Diese graphische Darstellung unterscheidet sich von dem Syntaxdiagramm. Ein determinierter endlicher Automat oder kurz DEA besteht aus einer endlichen Anzahl von Zuständen - hier sind es zwei. Die Zustände sind durch Pfeile miteinander verbunden, und an den Pfeilen stehen Zeichen oder ganze Worte.

Die Automat in der Abb. 2 startet im Zustand 1. Wenn dann ein kleiner oder großer Buchstabe erkannt wird, geht der Automat in den Zustand 2 über. Wenn im Zustand 2 ein Buchstabe, eine Ziffer oder ein Unterstrich erkannt wird, bleibt der Automat im Zustand 2. Wird ein anderes Zeichen erkannt, zum Beispiel das Zeichen "&", so geht der Automat in einen Fehlerzustand über, der hier nicht eingezeichnet ist. Auch wenn im Zustand 1 ein anderes Zeichen erkannt wird, gelangt der Automat in einen Fehlerzustand.

Für Voreilige:
Grammatik

Hier sehen Sie eine weitere Art, Java-Bezeichner zu definieren:

P1 Bezeichner --> Buchstabe | Buchstabe Name
P2 Name       --> Buchstabe | Buchstabe Name | Ziffer Name | leer
P3 Buchstabe  --> a | b | ... | z | A | B | ... | Z
P4 Ziffer     --> 0 | 1 | ... | 9

Nach diesen Produktionsregeln kann ein Bezeichner aus einem einzelnen Buchstaben bestehen (erste Alternative der Produktionsregel P1) oder aus einem einzelnen Buchstaben, gefolgt von einem Namen (zweite Alternative von P1).

Dieser Name kann dann wieder ein einzelner Buchstabe sein, alternativ ein Buchstabe gefolgt von einem Namen oder eine Ziffer gefolgt von einem Namen. Auch ein leerer Name ist möglich.

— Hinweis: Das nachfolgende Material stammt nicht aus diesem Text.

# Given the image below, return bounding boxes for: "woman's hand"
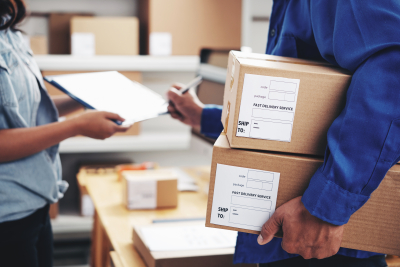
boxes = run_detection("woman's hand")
[72,111,129,140]
[167,83,204,130]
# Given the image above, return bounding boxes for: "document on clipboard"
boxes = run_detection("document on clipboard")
[44,71,168,126]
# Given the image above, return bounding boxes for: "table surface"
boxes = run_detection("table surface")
[82,166,210,267]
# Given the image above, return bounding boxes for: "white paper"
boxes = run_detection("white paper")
[210,164,280,231]
[149,32,172,56]
[140,224,237,251]
[236,74,300,142]
[127,179,157,209]
[71,32,96,56]
[46,71,168,125]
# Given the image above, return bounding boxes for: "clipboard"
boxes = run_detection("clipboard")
[44,71,168,126]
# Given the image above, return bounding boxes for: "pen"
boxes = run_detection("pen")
[180,75,203,94]
[163,75,203,114]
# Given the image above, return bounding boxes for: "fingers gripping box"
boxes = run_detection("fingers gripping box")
[222,51,351,156]
[206,134,400,255]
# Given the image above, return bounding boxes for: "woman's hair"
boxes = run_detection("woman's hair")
[0,0,26,30]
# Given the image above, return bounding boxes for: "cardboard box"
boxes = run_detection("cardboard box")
[29,35,49,55]
[42,71,142,136]
[49,13,92,55]
[133,222,241,267]
[71,17,139,55]
[49,202,59,219]
[222,51,351,156]
[206,135,400,255]
[138,0,242,55]
[122,169,178,209]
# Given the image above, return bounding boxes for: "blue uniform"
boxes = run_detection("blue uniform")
[202,0,400,263]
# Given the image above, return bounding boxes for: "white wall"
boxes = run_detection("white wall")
[242,0,272,53]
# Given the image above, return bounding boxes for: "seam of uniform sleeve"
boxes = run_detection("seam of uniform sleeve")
[302,170,369,225]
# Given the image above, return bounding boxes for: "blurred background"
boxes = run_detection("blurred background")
[20,0,272,266]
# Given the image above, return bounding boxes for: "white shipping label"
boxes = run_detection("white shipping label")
[71,32,96,56]
[128,180,157,209]
[236,74,300,142]
[149,32,172,56]
[210,164,280,231]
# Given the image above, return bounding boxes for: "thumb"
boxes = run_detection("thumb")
[104,112,125,121]
[257,212,283,245]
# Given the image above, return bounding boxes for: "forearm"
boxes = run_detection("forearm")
[0,119,79,162]
[52,95,83,117]
[201,105,223,139]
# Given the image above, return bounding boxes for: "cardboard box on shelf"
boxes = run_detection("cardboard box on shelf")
[222,51,351,156]
[138,0,242,55]
[29,35,49,55]
[49,13,92,55]
[71,17,139,55]
[122,169,178,209]
[206,134,400,255]
[133,221,241,267]
[42,71,142,136]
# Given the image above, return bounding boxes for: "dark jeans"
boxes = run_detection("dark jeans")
[0,205,53,267]
[260,255,387,267]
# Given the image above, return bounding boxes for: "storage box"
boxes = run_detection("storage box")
[122,169,178,209]
[133,222,241,267]
[71,17,139,55]
[29,35,49,55]
[42,71,142,136]
[222,52,351,156]
[138,0,242,55]
[206,135,400,255]
[49,13,92,55]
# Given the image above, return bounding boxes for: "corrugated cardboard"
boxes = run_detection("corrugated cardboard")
[49,202,59,219]
[138,0,242,55]
[206,135,400,255]
[49,13,92,55]
[122,169,178,209]
[222,51,351,156]
[42,71,142,136]
[71,17,139,55]
[133,223,238,267]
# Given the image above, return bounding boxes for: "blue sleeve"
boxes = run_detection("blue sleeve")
[302,0,400,225]
[200,105,224,139]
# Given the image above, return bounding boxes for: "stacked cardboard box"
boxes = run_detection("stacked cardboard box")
[206,52,400,255]
[138,0,242,56]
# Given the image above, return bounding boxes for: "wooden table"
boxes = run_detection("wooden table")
[78,166,210,267]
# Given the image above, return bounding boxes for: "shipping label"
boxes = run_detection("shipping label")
[210,164,280,231]
[236,74,300,142]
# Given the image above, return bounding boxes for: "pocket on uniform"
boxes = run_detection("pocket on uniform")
[272,36,297,58]
[0,50,28,107]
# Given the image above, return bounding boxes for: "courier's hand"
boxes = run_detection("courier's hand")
[72,111,129,139]
[257,197,343,259]
[167,84,204,130]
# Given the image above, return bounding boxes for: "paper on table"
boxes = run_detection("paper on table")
[139,224,237,251]
[46,71,168,125]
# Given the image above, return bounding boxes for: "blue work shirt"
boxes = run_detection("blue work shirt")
[202,0,400,263]
[0,30,68,224]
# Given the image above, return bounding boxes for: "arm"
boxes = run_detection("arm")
[51,95,83,117]
[168,84,223,139]
[0,111,127,163]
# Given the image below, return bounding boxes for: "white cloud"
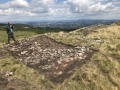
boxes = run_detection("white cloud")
[0,0,29,9]
[65,0,113,13]
[0,0,120,20]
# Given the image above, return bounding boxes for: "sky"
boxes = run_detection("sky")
[0,0,120,21]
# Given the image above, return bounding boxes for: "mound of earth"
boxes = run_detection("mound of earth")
[4,35,94,83]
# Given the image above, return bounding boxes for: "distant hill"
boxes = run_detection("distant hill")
[0,24,120,90]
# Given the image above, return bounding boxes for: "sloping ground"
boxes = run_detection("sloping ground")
[4,35,93,83]
[47,24,120,90]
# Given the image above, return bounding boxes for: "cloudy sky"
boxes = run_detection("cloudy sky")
[0,0,120,21]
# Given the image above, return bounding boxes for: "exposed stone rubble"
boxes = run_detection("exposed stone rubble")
[4,36,93,82]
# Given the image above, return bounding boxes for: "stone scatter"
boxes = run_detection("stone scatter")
[4,35,93,83]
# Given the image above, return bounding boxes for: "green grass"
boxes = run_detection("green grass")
[0,56,54,90]
[47,25,120,90]
[0,25,67,43]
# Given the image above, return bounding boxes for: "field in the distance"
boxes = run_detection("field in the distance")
[0,24,120,90]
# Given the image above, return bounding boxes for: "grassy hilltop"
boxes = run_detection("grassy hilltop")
[0,22,120,90]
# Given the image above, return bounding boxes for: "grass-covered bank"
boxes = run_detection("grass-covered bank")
[48,25,120,90]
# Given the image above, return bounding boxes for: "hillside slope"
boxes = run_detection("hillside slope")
[48,24,120,90]
[0,24,120,90]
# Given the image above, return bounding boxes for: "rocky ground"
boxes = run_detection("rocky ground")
[0,35,94,83]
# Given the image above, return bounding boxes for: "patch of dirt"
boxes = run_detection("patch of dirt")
[4,35,94,83]
[0,71,34,90]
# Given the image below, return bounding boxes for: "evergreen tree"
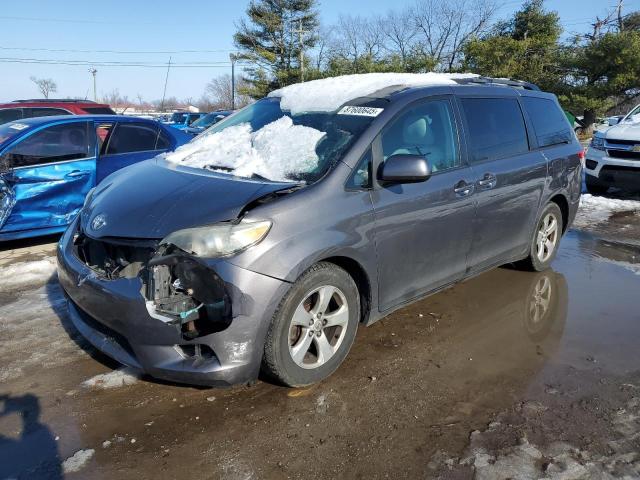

Ein Bezeichner wie xPos3 würde dann folgendermaßen hergeleitet:

Eine Ableitung für den Bezeichner xPos3

Eine Herleitung für den Bezeichner xPos3

Sie müssen an dieser Stelle die Theorie der endlichen Automaten und Grammatiken noch nicht vollständig verstehen, in einem späteren Kapitel wird dieses absolut abiturrelevante Thema noch vertieft.

Beispiel 2: int-Zahlen

DEA für int-Zahlen mit drei Zuständen

Determinierter endlicher Automat für int-Zahlen

Umgangssprachlich könnte man int-Zahlen vielleicht so definieren: Am Anfang kann ein Vorzeichen (+ oder -) kommen, bei positiven Zahlen ist das +-Zeichen aber nicht notwendig. Dann muss eine Ziffer kommen. Danach können weitere Ziffern folgen.

Die Darstellung durch eine Graphik ist vielleicht verständlicher. In der Abbildung 3 sehen wir die graphische Darstellung eines determinierten endlichen Automaten mit drei Zuständen, der int-Zahlen erkennt - oder erzeugt, je nach Sichtweise.

Der DEA für int-Zahlen, näher betrachtet

Wir wollen die Funktionsweise dieses determinierten endlichen Automaten an dem Beispiel +34.56 kennenlernen. Der DEA startet mit Zustand 1 (Startzustand). Als erstes Zeichen wird ein '+' erkannt, was den Automaten in den Zustand 2 versetzt. Das nächste erkannte Zeichen ist '3', damit kommt der DEA in den Zustand 3. Mit der '4', dem nächsten Zeichen, bleibt der DEA im Zustand 3. Jetzt kommt als fünftes Zeichen der Dezimalpunkt. Dieses Zeichen gehört nicht zu den gültigen Zeichen, die aus dem Zustand 3 herausführen. Also landet der Automat in einem Fehlerzustand. Damit ist klar: Die Zeichenfolge +34.56 gehört nicht zu den int-Zahlen.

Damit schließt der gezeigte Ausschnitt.